Renee Zellweger’s transformative performance elevates ‘Judy’ to can’t-miss status

ARNOLD WAYNE JONES | Executive Editor
jones@dallasvoice.com

 

I never knew a world where Judy Garland was alive, but she was a living presence anyway. From the annual TV airings of The Wizard of Oz to the songs she popularized, her talent easily outlived her 47 years. But even as a child, before I knew the tragedy of her personal history, I could sense the sadness the permeated her. Even on numbers like “Get Happy” or “The Trolley Song,” there was something in the timbre of her voice that oozed heartache. It’s what made her such a popular interpreter of the Great American Songbook. When finally, in my late teens, I saw her greatest acting performance in A Star Is Born, it became clear this was a creature not meant long for this world. That she lasted as long as she did seems a blessing.

It would be facile (as many biopics about tragic artists can be) to reduce her life to a variation of the poor little rich girl: Terrorized as a child star by studio boss Louis B. Mayer, cursed in adulthood with a loveless home life, failed marriages and financial hardships, but most attributable to her own self-destructive habits. And anyway, she was famous! Imagine the joy she would have brought for decades more if only she had exercised some discipline! And the new film Judy does, in fact, touch on all those tropes like a baseball player running the bases. But something deeper emerges from the interstices of plot points: A fully realized, funny, complicated genius with tons of heart. And the designated hitter in this lineup is Renee Zellweger.

For about a decade starting in the mid-1990s, Zellweger was an unlikely star, breaking out with Jerry Maguire, then landing a hit franchise with the Bridget Jones movies, winning an Oscar (and another nomination) for Cold Mountain and Chicago … then all but disappearing (as actresses in their 40s sometimes do). While 2016’s Bridget Jones’ Baby made more than $200 million worldwide, it barely blipped in the U.S. with just $24 million. If you forgot she was even still acting, you could be forgiven.

Which, in some ways, intensifies the beauty of her performance here.

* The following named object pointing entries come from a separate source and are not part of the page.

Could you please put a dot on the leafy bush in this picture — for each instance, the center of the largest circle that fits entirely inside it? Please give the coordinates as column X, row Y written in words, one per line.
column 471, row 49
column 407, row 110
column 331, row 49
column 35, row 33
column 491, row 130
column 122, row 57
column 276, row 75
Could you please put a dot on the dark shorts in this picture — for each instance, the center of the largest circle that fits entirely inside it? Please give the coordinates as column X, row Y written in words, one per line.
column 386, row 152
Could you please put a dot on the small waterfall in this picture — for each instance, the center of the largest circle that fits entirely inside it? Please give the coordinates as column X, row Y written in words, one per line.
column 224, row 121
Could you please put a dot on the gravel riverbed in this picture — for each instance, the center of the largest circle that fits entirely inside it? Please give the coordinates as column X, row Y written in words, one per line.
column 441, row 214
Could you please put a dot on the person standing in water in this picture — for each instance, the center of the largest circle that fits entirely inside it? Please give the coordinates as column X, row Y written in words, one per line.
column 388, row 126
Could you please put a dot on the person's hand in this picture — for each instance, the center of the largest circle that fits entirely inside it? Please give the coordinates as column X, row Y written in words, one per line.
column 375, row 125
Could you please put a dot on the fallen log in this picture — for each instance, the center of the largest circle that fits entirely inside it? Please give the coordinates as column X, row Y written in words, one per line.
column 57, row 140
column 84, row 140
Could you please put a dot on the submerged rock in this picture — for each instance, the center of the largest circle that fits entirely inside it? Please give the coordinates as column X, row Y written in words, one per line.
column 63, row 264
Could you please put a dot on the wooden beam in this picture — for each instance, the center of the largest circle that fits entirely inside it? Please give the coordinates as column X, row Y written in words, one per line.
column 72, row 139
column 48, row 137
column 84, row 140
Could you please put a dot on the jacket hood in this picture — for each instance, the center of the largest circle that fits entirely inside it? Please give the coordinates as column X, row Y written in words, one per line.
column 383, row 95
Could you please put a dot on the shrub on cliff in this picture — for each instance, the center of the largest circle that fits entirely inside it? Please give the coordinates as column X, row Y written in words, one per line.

There’s no baggage associated with her performance, no recent scandal or tic we’ve become accustomed to or bored by. So from the moment she appears onscreen, raven-haired with kids in tow and belting out songs like a pro, she’s transformed. You almost try to see the actress behind the performance, and you don’t. It’s a whiz-bang supernova of a performance, on the level of a Streep or a Day-Lewis. A movie about Judy Garland’s final comeback as a vehicle for Renee Zellweger’s own comeback?! Well, it’s just too perfect to miss.

The brilliance of the work resides not only in Zellweger’s, spot-on recreation of Garland’s vocal prowess, but in the physicality and details of her work. It’s not an impersonation, the kind a drag queen might do, but an embodiment: The tight smile, the humor, the desperation, the self-effacement, the carriage and gestures of a woman who often seemed ill-at-ease in her own body (she was prone to being chunky, so the studios starved her into stardom). Yes, she’s self-destructive, but she’s also damaged. Your disgust is supplanted by pity. (In one heartbreaking moment, Judy is found crying backstage after delivering a knockout show, and explains her tears thus: “What if I can’t do it again?”)

As told by screenwriter Tom Edge (freely adapting a play by Peter Quilter), Judy would have remained a gay icon even if her death in June 1969 hadn’t helped spark the Stonewall Riots and the modern gay rights movement. The film (set in 1968 in the months before her death) deals frankly with gay issues, including touching moments with two of Judy’s most devoted fans. And while the script and director Rupert Goold sometimes seem as if they are plucking scenes out of a handbook for lazy plotting, there’s no denying the power of the finale, an indelible scene that scorches its resonance on you like a brand. Try to walk away dry-eyed.